Some high-level work that we expect to be achieved ont he time-scale of months. This list is not exhaustive, but rather aims to whet the appetite for what Intake can be in the future.

Since Intake aims to be a community of data-oriented pythoneers, nothing written here is laid in stone, and users and devs are encouraged to make their opinions known!

Broaden the coverage of formats

Data-type drivers are easy to write, but still require some effort, and therefore reasonable impetus to get the work done. Conversations over the coming months can help determine the drivers that should be created by the Intake team, and those that might be contributed by the community.

Similarly, there are many third-party data services, some of which are paid and prorietary. Currently, SQLCatalog is the only example, and therefore reference, of this, but Intake will become more universally useful when it can act as a bridge to several other systems.

Integration with Apache Spark

The spark ecosystems and Intake will co-operate nicely! Firstly, Spark sources (i.e., named tables) will become standard data sources, so that the data can be streamed from Spark to a python process, and the data-sets referenced in a catalog as usual. These data-sets will necessarily be data-frame type, although an RDD-to-sequential method may also be possible

Later, automatic streaming of data into Spark should be possible also, with a to_spark() method appearing on data-frame (and maybe sequence, later) type sources.

Derived Data-sets

Often, we can conceive of a data-type as being a modified version of another data-type. For example: the “csv” plugin produced data-frames from a set of files in the CSV format, while another plugin takes data-frames with a particular set of fields as input, and produces new data-frames based on some model predictions.

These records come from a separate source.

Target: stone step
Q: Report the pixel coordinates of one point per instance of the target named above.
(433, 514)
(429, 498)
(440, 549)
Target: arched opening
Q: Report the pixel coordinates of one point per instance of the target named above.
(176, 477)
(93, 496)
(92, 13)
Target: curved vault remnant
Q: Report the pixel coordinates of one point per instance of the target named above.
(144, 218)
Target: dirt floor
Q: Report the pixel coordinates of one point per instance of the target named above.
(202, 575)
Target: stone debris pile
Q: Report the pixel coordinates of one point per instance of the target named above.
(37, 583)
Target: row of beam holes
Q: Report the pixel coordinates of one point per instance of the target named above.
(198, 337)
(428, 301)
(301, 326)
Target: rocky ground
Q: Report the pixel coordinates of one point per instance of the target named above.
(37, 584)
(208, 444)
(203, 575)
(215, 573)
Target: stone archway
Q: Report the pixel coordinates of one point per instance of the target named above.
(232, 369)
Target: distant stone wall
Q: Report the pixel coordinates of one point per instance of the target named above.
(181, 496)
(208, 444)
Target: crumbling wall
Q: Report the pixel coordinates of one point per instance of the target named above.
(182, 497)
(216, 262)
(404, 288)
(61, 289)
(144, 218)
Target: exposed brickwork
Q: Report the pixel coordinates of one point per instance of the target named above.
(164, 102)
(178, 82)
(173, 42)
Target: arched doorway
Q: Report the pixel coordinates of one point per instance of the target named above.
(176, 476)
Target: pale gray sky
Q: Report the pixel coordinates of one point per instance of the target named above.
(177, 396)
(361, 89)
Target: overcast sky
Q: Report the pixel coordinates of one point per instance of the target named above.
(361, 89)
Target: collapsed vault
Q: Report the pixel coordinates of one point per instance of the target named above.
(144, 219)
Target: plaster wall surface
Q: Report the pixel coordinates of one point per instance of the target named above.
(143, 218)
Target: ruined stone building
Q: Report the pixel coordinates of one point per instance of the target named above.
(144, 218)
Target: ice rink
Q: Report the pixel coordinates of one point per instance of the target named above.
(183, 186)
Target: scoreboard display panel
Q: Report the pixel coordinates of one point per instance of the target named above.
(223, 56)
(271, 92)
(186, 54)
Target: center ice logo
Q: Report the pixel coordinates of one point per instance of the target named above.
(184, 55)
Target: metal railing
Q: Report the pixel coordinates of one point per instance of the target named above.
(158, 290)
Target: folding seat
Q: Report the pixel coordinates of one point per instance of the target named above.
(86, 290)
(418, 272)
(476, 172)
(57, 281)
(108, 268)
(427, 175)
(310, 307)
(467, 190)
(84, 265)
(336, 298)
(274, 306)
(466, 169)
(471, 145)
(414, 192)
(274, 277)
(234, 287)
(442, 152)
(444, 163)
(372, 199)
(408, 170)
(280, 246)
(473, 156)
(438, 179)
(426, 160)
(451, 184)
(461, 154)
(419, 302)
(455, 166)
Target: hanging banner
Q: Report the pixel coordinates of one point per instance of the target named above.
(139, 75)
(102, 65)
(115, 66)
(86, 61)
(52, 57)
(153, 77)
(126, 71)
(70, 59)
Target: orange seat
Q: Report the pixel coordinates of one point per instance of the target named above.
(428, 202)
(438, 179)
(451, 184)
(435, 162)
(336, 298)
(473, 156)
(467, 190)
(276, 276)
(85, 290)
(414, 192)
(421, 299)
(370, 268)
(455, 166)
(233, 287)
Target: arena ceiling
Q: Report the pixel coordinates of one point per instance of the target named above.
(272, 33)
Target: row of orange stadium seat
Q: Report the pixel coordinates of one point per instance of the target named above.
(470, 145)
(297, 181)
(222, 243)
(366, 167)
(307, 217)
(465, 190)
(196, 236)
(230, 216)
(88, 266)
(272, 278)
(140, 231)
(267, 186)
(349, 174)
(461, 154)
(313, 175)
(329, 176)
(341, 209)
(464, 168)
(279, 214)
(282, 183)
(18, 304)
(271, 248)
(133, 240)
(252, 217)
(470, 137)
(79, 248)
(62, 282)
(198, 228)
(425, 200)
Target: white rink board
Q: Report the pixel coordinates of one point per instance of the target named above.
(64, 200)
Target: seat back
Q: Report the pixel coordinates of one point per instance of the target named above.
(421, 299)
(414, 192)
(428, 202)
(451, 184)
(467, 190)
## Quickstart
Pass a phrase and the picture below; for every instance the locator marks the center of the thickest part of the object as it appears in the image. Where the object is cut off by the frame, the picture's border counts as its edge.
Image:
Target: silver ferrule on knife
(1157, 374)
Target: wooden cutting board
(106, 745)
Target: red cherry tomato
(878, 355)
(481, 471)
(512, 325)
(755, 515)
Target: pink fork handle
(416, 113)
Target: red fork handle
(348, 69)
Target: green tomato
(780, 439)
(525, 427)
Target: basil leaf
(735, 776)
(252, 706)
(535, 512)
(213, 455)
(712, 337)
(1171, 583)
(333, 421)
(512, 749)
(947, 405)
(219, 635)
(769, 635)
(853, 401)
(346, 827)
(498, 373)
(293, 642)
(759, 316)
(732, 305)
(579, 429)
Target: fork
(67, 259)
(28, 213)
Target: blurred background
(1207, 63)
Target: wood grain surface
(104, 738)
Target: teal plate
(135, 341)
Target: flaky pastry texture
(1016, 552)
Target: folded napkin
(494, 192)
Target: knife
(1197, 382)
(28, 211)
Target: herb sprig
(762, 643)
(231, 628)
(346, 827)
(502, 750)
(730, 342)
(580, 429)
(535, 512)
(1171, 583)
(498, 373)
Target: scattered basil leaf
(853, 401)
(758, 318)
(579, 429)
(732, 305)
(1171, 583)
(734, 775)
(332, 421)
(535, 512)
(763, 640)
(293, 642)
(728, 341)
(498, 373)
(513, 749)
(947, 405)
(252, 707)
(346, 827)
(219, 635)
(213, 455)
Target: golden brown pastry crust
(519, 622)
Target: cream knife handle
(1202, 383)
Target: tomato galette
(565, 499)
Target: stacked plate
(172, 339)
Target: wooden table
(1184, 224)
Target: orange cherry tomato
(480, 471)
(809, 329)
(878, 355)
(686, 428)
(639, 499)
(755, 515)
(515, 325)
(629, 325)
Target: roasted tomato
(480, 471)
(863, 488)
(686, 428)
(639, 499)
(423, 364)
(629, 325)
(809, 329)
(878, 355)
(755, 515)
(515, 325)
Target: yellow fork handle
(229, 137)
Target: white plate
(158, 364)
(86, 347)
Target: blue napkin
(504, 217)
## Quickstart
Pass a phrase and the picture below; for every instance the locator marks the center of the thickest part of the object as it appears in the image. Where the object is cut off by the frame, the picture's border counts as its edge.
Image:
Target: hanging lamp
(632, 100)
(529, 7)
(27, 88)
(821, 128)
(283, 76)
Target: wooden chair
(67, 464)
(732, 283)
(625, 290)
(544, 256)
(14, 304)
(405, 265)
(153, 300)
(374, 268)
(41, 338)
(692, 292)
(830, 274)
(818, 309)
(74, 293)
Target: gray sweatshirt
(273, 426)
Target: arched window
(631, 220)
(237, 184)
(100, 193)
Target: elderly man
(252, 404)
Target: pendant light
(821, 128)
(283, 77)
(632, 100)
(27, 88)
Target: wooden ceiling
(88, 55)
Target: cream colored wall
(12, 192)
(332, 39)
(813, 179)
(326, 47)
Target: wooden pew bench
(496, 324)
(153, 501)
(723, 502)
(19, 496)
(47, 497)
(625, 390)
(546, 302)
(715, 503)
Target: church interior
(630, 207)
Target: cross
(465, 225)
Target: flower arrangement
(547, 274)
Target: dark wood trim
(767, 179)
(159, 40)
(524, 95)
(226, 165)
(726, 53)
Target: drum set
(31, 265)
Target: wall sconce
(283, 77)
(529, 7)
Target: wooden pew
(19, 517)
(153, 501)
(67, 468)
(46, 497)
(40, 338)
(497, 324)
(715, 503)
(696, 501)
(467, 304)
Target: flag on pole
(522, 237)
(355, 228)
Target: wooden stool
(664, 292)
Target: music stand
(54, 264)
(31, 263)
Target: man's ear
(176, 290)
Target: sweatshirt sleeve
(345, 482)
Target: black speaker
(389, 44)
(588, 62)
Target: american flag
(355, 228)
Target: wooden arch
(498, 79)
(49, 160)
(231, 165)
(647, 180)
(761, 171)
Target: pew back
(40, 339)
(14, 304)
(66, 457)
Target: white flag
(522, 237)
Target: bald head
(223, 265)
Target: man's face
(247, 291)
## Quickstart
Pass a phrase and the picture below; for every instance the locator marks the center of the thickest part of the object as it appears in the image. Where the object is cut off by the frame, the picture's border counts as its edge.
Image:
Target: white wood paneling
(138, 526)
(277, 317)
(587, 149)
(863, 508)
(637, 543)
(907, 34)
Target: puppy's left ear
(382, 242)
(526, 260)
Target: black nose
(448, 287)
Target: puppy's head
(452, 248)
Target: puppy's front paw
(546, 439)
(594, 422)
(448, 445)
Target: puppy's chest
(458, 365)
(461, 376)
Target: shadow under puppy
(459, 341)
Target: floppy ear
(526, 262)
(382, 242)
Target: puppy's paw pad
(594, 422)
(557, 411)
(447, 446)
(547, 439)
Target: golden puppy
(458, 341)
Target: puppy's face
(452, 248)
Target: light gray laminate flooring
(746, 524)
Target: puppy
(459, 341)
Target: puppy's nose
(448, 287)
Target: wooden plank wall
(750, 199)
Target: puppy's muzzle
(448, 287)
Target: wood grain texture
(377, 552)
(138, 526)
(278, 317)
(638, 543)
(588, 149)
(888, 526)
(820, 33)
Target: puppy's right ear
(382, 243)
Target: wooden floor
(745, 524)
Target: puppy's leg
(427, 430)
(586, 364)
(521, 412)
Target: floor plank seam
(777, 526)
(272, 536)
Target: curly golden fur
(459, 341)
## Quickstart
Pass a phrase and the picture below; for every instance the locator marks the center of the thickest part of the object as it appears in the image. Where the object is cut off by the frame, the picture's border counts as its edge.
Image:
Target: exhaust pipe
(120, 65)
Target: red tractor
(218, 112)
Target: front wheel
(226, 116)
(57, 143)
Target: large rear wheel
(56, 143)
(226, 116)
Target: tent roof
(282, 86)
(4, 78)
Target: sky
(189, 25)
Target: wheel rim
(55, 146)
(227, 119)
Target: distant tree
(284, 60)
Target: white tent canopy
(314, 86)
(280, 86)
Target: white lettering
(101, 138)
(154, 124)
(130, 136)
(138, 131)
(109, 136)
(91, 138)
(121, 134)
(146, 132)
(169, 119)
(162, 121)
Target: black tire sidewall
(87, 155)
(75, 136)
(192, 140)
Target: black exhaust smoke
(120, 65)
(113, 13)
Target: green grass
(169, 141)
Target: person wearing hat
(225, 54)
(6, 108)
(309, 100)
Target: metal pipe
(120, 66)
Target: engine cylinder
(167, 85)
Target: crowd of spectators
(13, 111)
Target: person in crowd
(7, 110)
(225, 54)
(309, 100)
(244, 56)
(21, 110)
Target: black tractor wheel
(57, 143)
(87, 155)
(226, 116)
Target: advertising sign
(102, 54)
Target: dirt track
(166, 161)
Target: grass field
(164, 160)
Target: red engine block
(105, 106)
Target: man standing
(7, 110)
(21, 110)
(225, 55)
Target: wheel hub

Rather than allow a general pipeline with arbitrary code specified in catalogues, we aim to allow the creation of arbitrary plugins, where the inputs are the outputs of other data-sources. This way, the logic stays in the code of the plugin, which can be distributed as python/conda packages as usual, but a path is in place to generate “second-order” data products. Naturally, such derived plugins ought to be thorough about describing the process in the metadata of the resultant data-source. Preliminary work: PR.